Amélie Gesson-Paute est spécialisée dans la reconstruction mammaire au Centre Aquitain du Sein de la Polyclinique Bordeaux Nord Aquitaine. Elle est aussi sportive et habituée des raids extrêmes en équipe. Pour sa dernière participation, elle s’est engagée avec une de ses patientes. Rencontre avec une chirurgienne engagée, qui court pour faire parler du cancer du sein.

20180627_Amélie-Gesson-Paute-profilAmélie Gesson-Paute est spécialisée dans la reconstruction mammaire au Centre Aquitain du Sein de la Polyclinique Bordeaux Nord Aquitaine.
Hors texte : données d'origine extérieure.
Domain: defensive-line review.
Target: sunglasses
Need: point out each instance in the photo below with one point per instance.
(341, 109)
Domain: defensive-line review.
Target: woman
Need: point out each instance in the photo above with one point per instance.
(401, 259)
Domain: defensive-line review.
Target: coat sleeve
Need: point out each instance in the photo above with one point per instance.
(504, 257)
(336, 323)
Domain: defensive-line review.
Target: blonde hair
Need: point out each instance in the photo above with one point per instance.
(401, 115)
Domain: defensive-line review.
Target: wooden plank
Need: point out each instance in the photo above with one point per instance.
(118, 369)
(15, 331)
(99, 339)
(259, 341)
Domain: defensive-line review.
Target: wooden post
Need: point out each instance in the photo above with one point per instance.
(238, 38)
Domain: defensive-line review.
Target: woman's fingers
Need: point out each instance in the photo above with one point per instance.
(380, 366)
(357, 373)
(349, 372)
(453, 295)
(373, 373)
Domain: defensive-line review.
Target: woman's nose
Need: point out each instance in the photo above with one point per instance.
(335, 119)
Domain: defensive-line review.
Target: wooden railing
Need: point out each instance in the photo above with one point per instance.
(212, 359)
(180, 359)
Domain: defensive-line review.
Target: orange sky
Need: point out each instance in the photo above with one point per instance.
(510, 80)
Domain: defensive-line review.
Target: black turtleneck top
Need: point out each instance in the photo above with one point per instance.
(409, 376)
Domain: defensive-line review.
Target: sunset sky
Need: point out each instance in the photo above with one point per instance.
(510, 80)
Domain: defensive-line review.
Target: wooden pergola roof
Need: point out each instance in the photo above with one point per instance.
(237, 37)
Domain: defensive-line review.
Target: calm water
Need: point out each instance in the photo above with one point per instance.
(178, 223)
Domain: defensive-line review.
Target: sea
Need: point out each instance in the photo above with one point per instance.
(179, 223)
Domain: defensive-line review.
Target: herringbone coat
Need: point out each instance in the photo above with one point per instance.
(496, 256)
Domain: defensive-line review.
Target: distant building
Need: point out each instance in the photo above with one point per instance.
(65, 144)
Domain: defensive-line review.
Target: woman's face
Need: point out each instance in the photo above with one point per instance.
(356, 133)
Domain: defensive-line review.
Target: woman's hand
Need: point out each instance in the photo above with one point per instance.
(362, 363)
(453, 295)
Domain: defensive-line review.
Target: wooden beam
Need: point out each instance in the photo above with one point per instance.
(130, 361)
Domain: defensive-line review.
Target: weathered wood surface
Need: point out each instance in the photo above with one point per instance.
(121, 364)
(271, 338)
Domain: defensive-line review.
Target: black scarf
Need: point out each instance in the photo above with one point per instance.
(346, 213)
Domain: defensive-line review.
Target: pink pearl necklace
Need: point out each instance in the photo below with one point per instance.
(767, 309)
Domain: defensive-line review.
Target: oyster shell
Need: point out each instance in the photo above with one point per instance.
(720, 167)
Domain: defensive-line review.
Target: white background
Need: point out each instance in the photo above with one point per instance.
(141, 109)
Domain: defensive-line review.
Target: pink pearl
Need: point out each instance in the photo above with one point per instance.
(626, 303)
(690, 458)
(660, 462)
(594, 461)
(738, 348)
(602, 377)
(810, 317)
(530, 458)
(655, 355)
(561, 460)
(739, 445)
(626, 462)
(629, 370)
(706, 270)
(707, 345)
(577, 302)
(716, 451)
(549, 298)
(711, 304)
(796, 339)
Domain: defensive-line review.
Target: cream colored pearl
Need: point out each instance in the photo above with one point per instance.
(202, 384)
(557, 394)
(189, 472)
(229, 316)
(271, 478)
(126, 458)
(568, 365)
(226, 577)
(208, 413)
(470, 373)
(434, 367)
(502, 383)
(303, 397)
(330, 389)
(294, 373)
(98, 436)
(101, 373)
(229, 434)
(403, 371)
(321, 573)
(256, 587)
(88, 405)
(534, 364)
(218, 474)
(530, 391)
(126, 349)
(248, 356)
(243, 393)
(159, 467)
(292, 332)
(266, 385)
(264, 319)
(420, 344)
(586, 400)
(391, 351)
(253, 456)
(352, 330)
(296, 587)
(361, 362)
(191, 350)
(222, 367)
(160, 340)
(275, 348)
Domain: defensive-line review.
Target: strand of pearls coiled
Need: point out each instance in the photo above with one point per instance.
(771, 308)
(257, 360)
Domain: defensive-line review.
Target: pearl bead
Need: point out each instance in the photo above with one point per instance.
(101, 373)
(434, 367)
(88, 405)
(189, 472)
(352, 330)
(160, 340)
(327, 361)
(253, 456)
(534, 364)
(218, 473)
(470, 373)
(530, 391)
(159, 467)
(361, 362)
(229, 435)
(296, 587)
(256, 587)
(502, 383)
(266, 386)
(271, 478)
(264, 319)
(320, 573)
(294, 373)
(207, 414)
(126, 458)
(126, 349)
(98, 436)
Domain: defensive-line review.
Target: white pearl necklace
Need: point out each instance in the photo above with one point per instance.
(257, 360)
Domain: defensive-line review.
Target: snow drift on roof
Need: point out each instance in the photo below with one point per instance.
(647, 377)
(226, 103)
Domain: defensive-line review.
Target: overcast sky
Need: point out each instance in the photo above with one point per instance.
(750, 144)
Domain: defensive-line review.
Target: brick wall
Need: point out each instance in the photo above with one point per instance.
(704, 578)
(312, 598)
La Rédaction de Femmes-médecins
Quel est votre parcours en médecine ? Pourquoi vous êtes-vous intéressée aux cancers du sein ?
Amélie Gesson-Paute
J’ai une formation en gynécologieobstétrique. J’ai choisi cette spécialité lors d’un de mes stages d’externat ; j’étais en gynécologie et le service m’a donné envie. Lors de mon internat à Toulouse, j’ai découvert combien la spécialité était vaste. En même temps, je suis persuadée qu’on ne peut pas tout faire bien, mais qu’on ne fait bien que ce qu’on fait souvent. Je me suis donc spécialisée, et je dirai même sur-spécialisée dans la chirurgie du sein. J’aime cette discipline. Chaque cas est différent car chaque patiente est différente. Il y a 2 aspects bien distincts ; d’abord la prise en charge du cancer. C’est à chaque fois une expérience humaine. Je suis là pour aider et guérir ; je lutte contre une maladie qui a des répercussions sur toute la sphère familiale. Je côtoie mes patientes pendant longtemps, je les accompagne. Ensuite, il y a la reconstruction mammaire avec souvent plusieurs opérations. Chaque patiente a besoin d’être accompagnée, de façon singulière, guidée, comme sur des rails, car la reconstruction mammaire est un long processus difficile. Ce n’est pas de la chirurgie esthétique. Obtenir un résultat parfait avec une seule opération : non ce n’est pas possible. Pour se préparer, elles doivent entendre des choses difficiles, notamment sur les complications, l’évolution dans le temps de la reconstruction, pour accepter leur nouvelle image corporelle, et pouvoir retrouver leur féminité. Le sourire et le bien-être de mes patientes à la fin me suffisent et c’est pour cela que j’aime cette spécialité.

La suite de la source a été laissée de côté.